Il : « Je pensais venir te voir ce week-end. »
Moi : « D’accord… Mais pourquoi ? »
Il : « Tu ne veux pas me voir ? »
C’est le moment où j’ai su qu’on avait fini de jouer. Lancez la musique boop-boop-boop, c’était fini. J’avais déjà dansé ce jeu une fois et ça ne marche pas.
Vous ne voyez pas quel est le problème ?
Entrez dans mon salon messieurs, j’ai une ou deux choses à vous apprendre.
« Je veux que tu me désires » est un tour de passe-passe. Elle exerce une pression et des exigences sur celui ou celle qui devrait être l’objet du désir.
« Je veux que tu me désires » est dans le besoin.
Au lieu de poursuivre avec confiance qui vous voulez, vous demandez une validation externe que vous valez la peine de vouloir.
Ce n’est pas sexy. Aussi pas susceptible de vous obtenir qui ou ce que vous voulez.
C’est un jeu de perdant.
Ecoute, si tout ce que tu veux, c’est un numéro de téléphone et que tu t’en vas, en te tapotant le dos pour avoir accumulé quelques chiffres, alors très bien. Demandez et vous obtiendrez probablement ce que vous cherchiez.
Dans un branchement, le  » j’aimerais que vous m’aimiez parce qu’il me valide  » risque d’être gênant. Dans une relation à long terme, c’est un désastre.
Vous vous souvenez quand le Prince rencontre le poussin qui a été élevé pour être son épouse et sa princesse en Amérique ?
« Comme vous voulez », elle répond à toutes ses questions.
L’ennui !
Qui veut ça ?! Comprenez que vous faites la même chose en disant virtuellement « Je veux que vous me vouliez ». Il y a un court-circuit qui fout tout en l’air.
Les deux individus font le tour du monde à la poursuite d’un idéal. Les deux sont insatisfaits.
C’est la boucle infinie de la libido condamnée.
Si vous voulez un vrai succès pour sauver la princesse, vous devrez vous concentrer non plus sur la validation externe, mais sur le simple fait de vouloir.
Comme M. Geek l’a déjà écrit, savoir ce que vous voulez est important aussi. Mettez la barre très haut et poursuivez celui ou celle qui en vaut la peine.
Je l’aime bien. Je la veux, elle. Je suis un geek sexy et confiant qui va aller la chercher.

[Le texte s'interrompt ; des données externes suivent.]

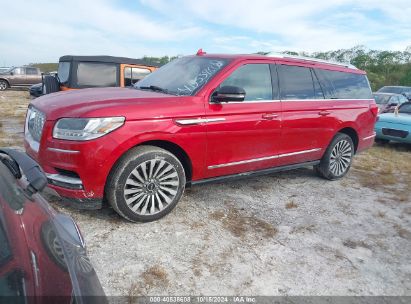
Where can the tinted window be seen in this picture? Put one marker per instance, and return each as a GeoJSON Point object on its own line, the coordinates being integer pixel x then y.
{"type": "Point", "coordinates": [296, 83]}
{"type": "Point", "coordinates": [18, 71]}
{"type": "Point", "coordinates": [402, 99]}
{"type": "Point", "coordinates": [184, 76]}
{"type": "Point", "coordinates": [63, 71]}
{"type": "Point", "coordinates": [397, 90]}
{"type": "Point", "coordinates": [96, 74]}
{"type": "Point", "coordinates": [255, 79]}
{"type": "Point", "coordinates": [31, 71]}
{"type": "Point", "coordinates": [344, 85]}
{"type": "Point", "coordinates": [405, 108]}
{"type": "Point", "coordinates": [133, 75]}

Tu veux que la princesse ait raison ? Je veux dire que Mario n’appelle pas ou n’envoie pas de SMS au château pour demander à la Princesse si elle veut être sauvée et s’il peut être celui qui le fait. Il prend d’assaut cette foutue chose et l’emporte.
Vous devriez faire en sorte que l’objet de votre désir ressente la même chose.
Vouloir est pur. Vouloir, c’est direct. Vouloir, c’est avoir confiance en soi.
Vouloir, c’est sexy comme l’enfer.
Demander à quelqu’un de te vouloir est faible.
Et ô Dieu du ciel, de demander du sexe. Ne jamais, jamais, jamais, jamais, jamais demander le sexe – que ce soit dans un sens littéral ou implicite.
Prévoyez un « non » mais ne posez jamais la question. Jamais.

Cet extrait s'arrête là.